Cualquier acto ilícito cometido contra los derechos de propiedad intelectual que corresponden a esta publicación será denunciado de acuerdo con el D.L. 822 (Ley sobre el Derecho de Autor) y las leyes internacionales que protegen la propiedad intelectual.
Parte 1
Lo que no está prohibido, sucede.
STEPHEN HAWKING
SÁBADO POR LA NOCHE
(Cae la noche en la ciudad, algunos cerros iluminados, algunas estrellas, nunca fugaces)
Extraño las tormentas de las ciudades recias. Lima, eres ladina y pequeña sobre el desierto. Lo siento, pero no puedo decirte que te amo como quisiera. Y no te voy a escribir un poema, dejo las poesías para los noctámbulos, para las grullas y los pámpanos. Jamás he escrito un poema y no serás tú quien lo inspire.
Aún soy joven para merecer la noche, lástima que no tenga amantes o que el amante potencial esté lejos, aunque no creo que una mujer deba arrepentirse de vivir la vida a solas, solo porque su fiancé se esfumó. Sé bien que las mujeres jóvenes necesitan hacer el amor. Pues bien, la noche limeña es lo más parecido a hacer el amor, sientes la emoción de lo desconocido subiendo por la garganta hasta que al doblar una esquina o entrar a un bar desapareces en la bruma, como dice una aspirante a escritora moderna: en el éxtasis. O como diría una chica trans, con éxtasis, esa pastillita de cincuenta dólares que empieza a venderse en las discotecas exclusivas de los barrios pitucos.

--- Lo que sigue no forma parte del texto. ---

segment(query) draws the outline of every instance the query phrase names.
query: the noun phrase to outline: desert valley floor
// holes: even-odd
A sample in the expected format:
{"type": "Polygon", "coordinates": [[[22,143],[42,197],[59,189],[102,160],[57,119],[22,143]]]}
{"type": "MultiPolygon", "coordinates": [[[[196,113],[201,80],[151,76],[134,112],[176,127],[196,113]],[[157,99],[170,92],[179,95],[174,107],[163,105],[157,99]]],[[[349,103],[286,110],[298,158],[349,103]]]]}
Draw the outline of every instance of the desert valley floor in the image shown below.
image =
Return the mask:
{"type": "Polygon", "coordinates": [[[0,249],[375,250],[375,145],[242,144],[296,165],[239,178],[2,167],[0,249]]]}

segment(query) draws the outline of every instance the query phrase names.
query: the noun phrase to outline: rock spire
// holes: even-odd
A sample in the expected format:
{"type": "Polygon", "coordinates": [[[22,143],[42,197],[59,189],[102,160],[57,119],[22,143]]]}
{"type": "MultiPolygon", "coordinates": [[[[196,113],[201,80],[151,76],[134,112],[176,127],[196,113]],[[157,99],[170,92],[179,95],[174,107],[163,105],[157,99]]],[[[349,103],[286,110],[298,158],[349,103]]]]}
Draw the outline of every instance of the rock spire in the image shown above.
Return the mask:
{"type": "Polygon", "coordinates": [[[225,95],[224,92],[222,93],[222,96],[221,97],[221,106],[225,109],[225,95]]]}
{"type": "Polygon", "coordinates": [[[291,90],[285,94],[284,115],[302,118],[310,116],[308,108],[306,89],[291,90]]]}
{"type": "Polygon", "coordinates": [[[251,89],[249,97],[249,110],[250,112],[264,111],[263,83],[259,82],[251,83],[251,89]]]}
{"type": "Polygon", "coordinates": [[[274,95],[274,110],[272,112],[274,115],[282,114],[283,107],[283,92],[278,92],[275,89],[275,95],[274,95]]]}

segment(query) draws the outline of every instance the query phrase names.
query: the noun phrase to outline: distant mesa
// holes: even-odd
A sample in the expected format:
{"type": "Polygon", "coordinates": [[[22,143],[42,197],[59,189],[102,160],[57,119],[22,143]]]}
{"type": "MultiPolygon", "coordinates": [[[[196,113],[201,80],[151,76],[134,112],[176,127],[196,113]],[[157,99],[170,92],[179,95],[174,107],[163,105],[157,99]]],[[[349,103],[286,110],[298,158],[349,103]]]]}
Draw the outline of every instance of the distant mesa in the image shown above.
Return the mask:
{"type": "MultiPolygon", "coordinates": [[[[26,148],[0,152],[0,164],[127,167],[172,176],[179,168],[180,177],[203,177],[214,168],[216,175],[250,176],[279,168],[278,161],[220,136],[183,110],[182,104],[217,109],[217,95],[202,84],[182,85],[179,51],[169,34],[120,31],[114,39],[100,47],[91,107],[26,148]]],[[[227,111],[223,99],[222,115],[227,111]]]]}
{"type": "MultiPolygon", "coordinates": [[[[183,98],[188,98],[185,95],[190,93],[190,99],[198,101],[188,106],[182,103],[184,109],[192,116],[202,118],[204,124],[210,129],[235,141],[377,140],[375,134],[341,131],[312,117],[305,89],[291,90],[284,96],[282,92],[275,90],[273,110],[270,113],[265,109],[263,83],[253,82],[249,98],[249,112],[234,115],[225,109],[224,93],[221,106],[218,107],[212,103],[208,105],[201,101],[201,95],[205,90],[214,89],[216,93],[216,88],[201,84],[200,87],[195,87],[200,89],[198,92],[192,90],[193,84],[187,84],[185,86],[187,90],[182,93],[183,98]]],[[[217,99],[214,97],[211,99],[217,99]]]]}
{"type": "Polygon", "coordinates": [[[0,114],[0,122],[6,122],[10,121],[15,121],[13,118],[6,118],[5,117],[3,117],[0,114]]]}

Pero no frecuento los barrios pitucos, trato de ejercer la humildad. Claro, tratándose de una desempleada, cuyos ahorros se extinguen, es casi una exigencia; pero no es eso, siempre he esquivado los barrios exclusivos, el glamour que atrae a las divorciadas. Veamos, no está mal un bar en una avenida de San Borja o de Salamanca, pues en ellos recalan algunas actrices, bailarinas y agentes de policía vestidas de civil con sus parejas, pero ningún escritor premiado.
La barra de este bar me gusta, una mesa charolada, larga, como la de las películas americanas; arriba en la pared, un televisor encendido le brinda al parroquiano lo que el bar no le da: el show de las shakiras, las madonnas, las gloriatrevis. Al terminar tu trago necesitas irte a otra parte, harta de esos espectáculos. Buscas otro bar, quizá uno más íntimo, aunque estando sola, sin amante, no habrá una barra discreta para posar el pequeño y dejarlo ahí tranquilito hasta que tus neuronas terminen de procesar el alcohol.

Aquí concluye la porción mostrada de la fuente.